Families and students take advantage of the available internet connected computers at the Michelle Obama Library in North Long Beach on Thursday, November 9, 2017. (Photo by Scott Varley, Press-Telegram/SCNG)

70 percent from low-income households

Long Beach has made strides in that direction.

Officials said the district has issued 58,000 Chromebooks and 11,000 iPads. Total district enrollment is 74,000.

Vanitha Chandrasekhar, education technology coordinator for Long Beach Unified, said the district began updating school labs around 2010 so kids could practice on computers and develop keyboard skills. Since then, Wi-Fi has been piped into classrooms and the internet has been weaved into virtually every facet of educational life.

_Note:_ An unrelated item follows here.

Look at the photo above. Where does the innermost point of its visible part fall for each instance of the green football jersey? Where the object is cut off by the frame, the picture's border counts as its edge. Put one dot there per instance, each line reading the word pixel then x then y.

“Because about 70 percent of students in our school district come from low-income households, and we have systematically integrated technology into our curriculum, we are providing opportunities for students from all walks of life to develop computer literacy,” Eftychiou said.

In the teen area at the Michelle Obama Library, some students do homework while others play games or watch videos on the computer in North Long Beach on Thursday, November 9, 2017. (Photo by Scott Varley, Press-Telegram/SCNG)

Libraries and groups

But the schools can’t do it all. So it helps to have city libraries involved, too.

“Each library has computers available for community members to access the internet,” said Kerry Gerot, a spokeswoman for the city of Long Beach. “Each library also offers wireless so that community members can access the internet on their own devices such as mobile phones and laptops.”

Most libraries have family learning centers, where kids can get help with homework, Gerot added.

According to a list provided by the city, there are more than 260 computers at the libraries.

Community groups put computers in the hands of low-income children, too.

Centro C.H.A. has a technology center, for example, that has a dozen computers. The YMCA of Greater Long Beach has dozens more available for public use. Other groups such as human-I-T take donated personal computers and laptops, refurbish them and give them to low-income households for free.

In short, the answer is it will take a team effort.